In its simple form, this sounds like: “Yes, isn’t it wonderful! The academic world has finally caught up with us medievalists by discovering interdisciplinary study.” As I’ve heard some of us say at conferences—sometimes with a slightly mocking tone, sometimes with an anxiously earnest optimism—we medievalists were interdisciplinary long before it was fashionable and will remain so long after it ceases to be fashionable. Our non-medievalist colleagues who this year chant interdisciplinarity as a mantra in the same way that ten years ago they invoked the apostolic theorists (Derrida, Lacan, Foucault) are simply learning what we have always known. I suspect that most of us have heard such comments or made them ourselves—usually at one of our pilgrimage sites like Kalamazoo or Leeds where we are among friends.

But we need to ask if the interdisciplinarity of medieval studies does resemble the interdisciplinarity that currently yields successful grant applications and rewards from deans and provosts in large American universities. We need to ask if the model of interdisciplinarity that led to the creation of medieval centers in North American universities over the last thirty or forty years still holds. How does our sense of the term resemble models in gender studies, ethnic studies, cognitive studies, studies in science and technology, or legal cultural studies? Asking such questions is likely to make us feel that our claims for interdisciplinarity may have less political force within the academy than we might want, but that can be a valuable lesson.

I began with some scenarios that, in the best Cold War tradition, were needlessly apocalyptic. Let me offer a more hopeful one. As we medievalists worried among ourselves about how we fit with the intellectual developments and arguments of our time, scholars and writers in other disciplines were busily drawing on the work of medievalists to address the problems of the world around us. We didn’t always notice this because we were so busy wringing our hands about all the assaults on our relevance. A brief bibliographical survey will make my point:

1. Robert Kaplan’s Balkan Ghosts: A Journey Through History (1993) surveys the literal terrain of the contemporary Balkans through an immersion in the medieval history of the region.
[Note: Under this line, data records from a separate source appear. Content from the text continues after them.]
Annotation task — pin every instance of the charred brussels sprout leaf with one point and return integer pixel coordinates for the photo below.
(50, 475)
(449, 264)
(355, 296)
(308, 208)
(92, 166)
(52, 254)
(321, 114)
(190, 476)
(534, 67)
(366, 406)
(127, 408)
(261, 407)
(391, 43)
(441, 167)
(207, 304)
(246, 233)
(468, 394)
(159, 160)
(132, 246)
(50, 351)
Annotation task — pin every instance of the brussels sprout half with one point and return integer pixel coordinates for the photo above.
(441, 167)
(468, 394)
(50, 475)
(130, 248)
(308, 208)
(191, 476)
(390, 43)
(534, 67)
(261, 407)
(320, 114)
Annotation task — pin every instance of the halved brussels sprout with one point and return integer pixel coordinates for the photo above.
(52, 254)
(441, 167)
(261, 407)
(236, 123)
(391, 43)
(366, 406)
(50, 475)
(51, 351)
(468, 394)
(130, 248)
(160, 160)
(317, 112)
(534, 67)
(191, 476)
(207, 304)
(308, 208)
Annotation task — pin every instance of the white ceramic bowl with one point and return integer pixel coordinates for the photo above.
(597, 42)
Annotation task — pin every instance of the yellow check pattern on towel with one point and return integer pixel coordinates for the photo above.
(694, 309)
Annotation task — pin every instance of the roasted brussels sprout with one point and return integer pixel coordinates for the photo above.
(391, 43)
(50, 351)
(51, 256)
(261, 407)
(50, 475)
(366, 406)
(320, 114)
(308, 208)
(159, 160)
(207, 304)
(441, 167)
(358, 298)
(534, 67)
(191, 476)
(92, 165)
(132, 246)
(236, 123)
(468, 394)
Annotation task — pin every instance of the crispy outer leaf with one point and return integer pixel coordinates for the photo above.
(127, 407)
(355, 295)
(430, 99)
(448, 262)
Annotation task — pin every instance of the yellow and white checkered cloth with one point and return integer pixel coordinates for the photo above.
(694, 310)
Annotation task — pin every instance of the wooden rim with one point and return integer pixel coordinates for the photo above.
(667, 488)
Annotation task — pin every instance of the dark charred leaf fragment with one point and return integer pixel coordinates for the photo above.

2. Neal Ascherson’s Black Sea (1995) is a profound study of the regions around the Black Sea, including Georgia and Chechnya. Acherson’s fascination with the region began with his reading of Mikhail Rostovtzeff's Iranians and Greeks in South Russia, a book that ends with the beginnings of medieval Russia and its expansionist desires.

3. Benedict Anderson’s Imagined Communities: Reflections on the Origin and Spread of Nationalism (rev. ed., 1991) acknowledges a predictable debt to Walter Benjamin and Victor Turner but also to Erich Auerbach. In fact, Anderson’s use of Auerbach is a saluatary reminder of how an anthropologist can learn from a medievalist to resist complacencies of historical interpretation.

I've listed only three titles that show others have found the work of our discipline more vital than we are often willing to acknowledge. Others could name many more that engage and illuminate the troubles of our post-modern, post-colonial, late capitalist, post-Cold War, post-print world through an understanding of the medieval. And the more we list, the better we can resist the marginalization to which others consign us, and the better we can recognize the true danger of our situation: that our own loss of faith in our work can lead to needlessly self-fulfilling prophecies and doomsday scenarios.

 

Editor’s note: Nicholas Howe is the director of the Center for Medieval and Renaissance Studies at Ohio State University. The full version of this paper appears in Das Mittelalter 4 (1999), 103-8. An earlier version was read at “Writing Cultures/Making Culture: Sites, Stages, and Scenarios of Medieval Studies” sponsored by the Center for Medieval and Early Renaissance Studies at Binghamton University.